Let’s construct a linear trend with some “noise” as follows:
X <- seq(0,20,1); Y <- X/4 + sin(X); plot(X,Y)
Now I smooth the dataset with loess
and plot “95% confidence intervals” with qt
and the loess standard error:
X.pred <- seq(0, 20, length.out = 1000) # To have smooth lines
Fit <- predict(loess(Y ~ X, span = 0.75), newdata = X.pred, se = TRUE)
lines(X.pred, Fit$fit)
lines(X.pred, Fit$fit + qt(0.975, Fit$df) * Fit$se.fit, lty = 3)
lines(X.pred, Fit$fit - qt(0.975, Fit$df) * Fit$se.fit, lty = 3)
The result is very intuitive, as the subjacent trend is clearly shown and the “band” covers almost all points (as expected in a 95% confidence interval).
The problem arises when we have many points to be fitted.
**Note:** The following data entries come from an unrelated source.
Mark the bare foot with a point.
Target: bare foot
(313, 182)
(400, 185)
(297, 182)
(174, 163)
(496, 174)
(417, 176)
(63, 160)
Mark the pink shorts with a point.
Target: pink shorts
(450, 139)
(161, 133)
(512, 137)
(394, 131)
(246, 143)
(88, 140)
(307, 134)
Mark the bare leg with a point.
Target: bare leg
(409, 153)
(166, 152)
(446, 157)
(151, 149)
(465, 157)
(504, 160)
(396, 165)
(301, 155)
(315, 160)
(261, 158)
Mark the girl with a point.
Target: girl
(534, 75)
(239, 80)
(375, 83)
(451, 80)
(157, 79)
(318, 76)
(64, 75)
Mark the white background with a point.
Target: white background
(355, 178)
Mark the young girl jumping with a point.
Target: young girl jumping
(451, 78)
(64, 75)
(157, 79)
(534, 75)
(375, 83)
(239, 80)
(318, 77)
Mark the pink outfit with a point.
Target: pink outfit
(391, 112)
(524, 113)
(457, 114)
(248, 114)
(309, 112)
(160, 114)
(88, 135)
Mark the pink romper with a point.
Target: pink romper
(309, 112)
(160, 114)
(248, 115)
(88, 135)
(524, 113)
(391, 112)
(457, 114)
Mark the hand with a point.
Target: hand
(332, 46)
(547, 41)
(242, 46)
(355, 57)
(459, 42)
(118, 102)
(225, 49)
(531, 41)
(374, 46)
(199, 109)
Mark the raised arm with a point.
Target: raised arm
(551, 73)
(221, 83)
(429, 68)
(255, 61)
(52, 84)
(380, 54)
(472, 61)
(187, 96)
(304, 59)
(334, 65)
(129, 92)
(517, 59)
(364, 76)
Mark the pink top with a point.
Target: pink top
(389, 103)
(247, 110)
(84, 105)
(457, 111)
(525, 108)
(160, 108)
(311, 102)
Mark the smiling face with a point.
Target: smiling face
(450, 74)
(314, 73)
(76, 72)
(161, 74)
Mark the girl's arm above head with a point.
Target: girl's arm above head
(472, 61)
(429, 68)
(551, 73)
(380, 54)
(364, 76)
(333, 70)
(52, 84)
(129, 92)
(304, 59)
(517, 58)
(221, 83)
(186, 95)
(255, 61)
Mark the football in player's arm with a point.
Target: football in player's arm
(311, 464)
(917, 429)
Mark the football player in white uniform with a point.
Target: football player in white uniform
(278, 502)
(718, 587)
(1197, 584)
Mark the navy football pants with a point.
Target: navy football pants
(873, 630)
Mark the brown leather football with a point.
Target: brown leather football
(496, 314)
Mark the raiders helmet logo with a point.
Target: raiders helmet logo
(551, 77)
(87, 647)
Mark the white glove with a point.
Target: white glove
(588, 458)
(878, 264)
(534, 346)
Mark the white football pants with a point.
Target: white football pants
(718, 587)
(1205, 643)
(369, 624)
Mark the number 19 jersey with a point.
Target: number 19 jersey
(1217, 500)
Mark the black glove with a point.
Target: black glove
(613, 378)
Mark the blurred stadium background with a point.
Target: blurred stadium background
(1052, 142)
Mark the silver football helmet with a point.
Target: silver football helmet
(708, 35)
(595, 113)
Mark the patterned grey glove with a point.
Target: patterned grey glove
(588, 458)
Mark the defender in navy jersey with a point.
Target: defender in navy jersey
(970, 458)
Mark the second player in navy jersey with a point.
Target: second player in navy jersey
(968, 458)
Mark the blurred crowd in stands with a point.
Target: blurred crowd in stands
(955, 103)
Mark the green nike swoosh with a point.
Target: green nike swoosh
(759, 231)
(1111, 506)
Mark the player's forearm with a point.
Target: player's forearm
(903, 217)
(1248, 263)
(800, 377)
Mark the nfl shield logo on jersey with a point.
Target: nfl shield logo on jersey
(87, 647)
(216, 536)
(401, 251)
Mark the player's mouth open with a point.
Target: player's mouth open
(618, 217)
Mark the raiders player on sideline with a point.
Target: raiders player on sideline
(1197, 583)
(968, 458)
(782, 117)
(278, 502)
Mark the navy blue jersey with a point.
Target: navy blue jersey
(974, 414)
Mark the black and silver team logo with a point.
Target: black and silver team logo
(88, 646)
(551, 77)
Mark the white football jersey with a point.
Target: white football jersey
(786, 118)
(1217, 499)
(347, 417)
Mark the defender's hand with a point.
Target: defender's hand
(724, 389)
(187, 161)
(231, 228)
Let’s increase the number of points by a factor of 10:
X <- seq(0, 20, 0.1); Y <- X/4 + sin(X); plot(X, Y)
When I run the same script as above, the band is now very narrow and clearly does not cover 95% of the points. How can I obtain “intuitive” loess
95% bands, irrespective of the number of fitted points?
This is a misunderstanding of the behaviour of confidence bands; for any reasonable form of estimation, the confidence intervals will shrink to zero as the sample size increases (even if the residual variance stays the same). You seem to be looking for prediction intervals. You can get these, approximately, by adding the residual variance (e.g. resid.sd <- loess(Y ~ X, span = 0.75)$s; resid.var <- resid.sd^2
) to the squared standard error of the fit, and using the square root of the sum as the standard deviation in qnorm()
. (It's not easy to combine a t-distributed distribution of parameter error and a Gaussian distribution of residual error ...)